Byzantine theology differs from Augustinian most prominently in its casting of Original Sin. Byzantine theology does not see this as a "stain" in the way that Augustinian theology does, and does view any human nature as "stained" in the way that Augustinian theology did, or may have been understood to have done. Therefore we do not see that any dogmatic definition concerning the status of the Theotokos in this matter is necessary. We can agree with Roman Catholics that the Theotokos was preserved from any "stain" of Original Sin, but we disagree that she was unique in this way. We can agree also with Roman Catholics that the Theotokos was free from actual sin during her lifetime, and that this was because she was given this gift as a singular act of divine grace. But we do not believe that this made her humanity different, in the sense that it was not subject to Original Sin like that of everyone else. From our theological perspective, this sets everything on its ear ... the Theotokos becomes an ueber-human, really essentially different from everyone else because she is not subject to Original Sin, she is not a member of "fallen humanity" at all. This is why Orthodox say that the I.C. makes the Theotokos the great exception from, and not the great exemplar of, the human race as we know it on this Earth.

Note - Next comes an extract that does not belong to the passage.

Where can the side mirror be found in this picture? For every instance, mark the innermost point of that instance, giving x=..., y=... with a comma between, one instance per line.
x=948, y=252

This creates serious problems for Orthodox soteriology as well, because our theological perspective is that salvation is achieved in and through theosis, whereby the believer is Christified, or rather his/her humanity is molded to that of Christ through communion with the Holy Trinity and by means of the divine grace that this communion bestows over time. The model for this idea of salvation is Christ himself -- namely, by taking fallen humanity in the form of a fallen human nature into himself and uniting it with his infinite, pure, holy, immortal divine nature, he Christified it, deified it, redeemed it, and saved it. But if He didn't unite with our fallen nature, how was our fallen nature saved at all??? Much of the Christological debates of the first millenium were concerned with ensuring that our theological terminology about Christ preserved the reality that he was fully human and fully divine ... because without this the whole idea of salvation is placed in jeopardy: if Christ were less than fully human, humanity was not saved by union with Christ, and if Christ were less than fully divine, again humanity is not saved because there was no union with God in Christ. From the perspective of Byzantine theology, the I.C. interferes with our understanding of soteriology because it infers that Christ did not assume our fallen human nature into himself, but our unfallen nature, which leaves the status of our fallen nature ... unredeemed.

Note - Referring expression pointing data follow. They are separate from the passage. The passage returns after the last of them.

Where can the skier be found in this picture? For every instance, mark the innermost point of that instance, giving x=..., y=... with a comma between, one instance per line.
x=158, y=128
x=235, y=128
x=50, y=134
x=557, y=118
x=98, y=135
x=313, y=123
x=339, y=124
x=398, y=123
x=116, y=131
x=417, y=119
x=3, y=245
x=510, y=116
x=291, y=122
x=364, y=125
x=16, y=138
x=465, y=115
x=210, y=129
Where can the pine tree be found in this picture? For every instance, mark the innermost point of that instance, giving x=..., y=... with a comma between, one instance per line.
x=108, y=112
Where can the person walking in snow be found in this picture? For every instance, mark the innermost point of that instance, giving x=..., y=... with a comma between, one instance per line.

You see, we see that all redemption comes through communion with Christ ... the same for you and me as it was for Christ's human nature. The difference is that the salvific act in Christ's person Himself began at the time that his human nature became en-hypostazized into the Hypostasis of the Logos and through that (and continued throughout his life, death and resurrection, which Orthodox see as essentially one, drawn-out, salvific act), whereas with us, because we are not taken into Christ's Person, or his Hyspostasis, but rather remain our own persons, we are saved through the divine energy/grace given through communion with the Holy Trinity. But the idea of salvation is the same in each case -- namely union of our fallen humanity with Christ. If Christ somehow did not assume our fallen nature and deify it by bringing it into his pre-eternal Hypostasis and therefore into communion with His divine nature, living and dying with it and resurrecting it to eternal life, then our notion of our own salvation as the deification of our own fallen humanity to make it conform to Christ's humanity is placed at risk, because it is, in any case, a replication of the model of what happened when Christ became incarnate, differing only in the means (i.e., grace through communion for us as compared with deification through en-Hyspostasization in the Person of Christ/Logos).

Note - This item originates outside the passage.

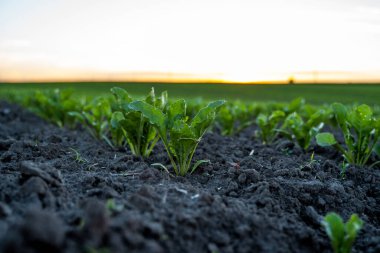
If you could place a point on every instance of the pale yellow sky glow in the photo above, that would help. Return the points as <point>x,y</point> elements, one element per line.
<point>171,40</point>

So where does that leave us? Well, at a minimum it means that we cannot accept that the I.C., as defined by Rome, is a *universal* teaching. It clashes too much with Byzantine soteriology and our theology of Original Sin. We *may* be able to accept that it is an acceptable articulation of Latin theology, on the basis that the Augustinian model, while never really utilized much in Byzantine theology, nevertheless was known during the period when the Church was unified and was not condemned, but accepted, it would seem, as a non-Byzantine theological expression. But that would mean that it is a *latin* doctrine only, not a universal dogma.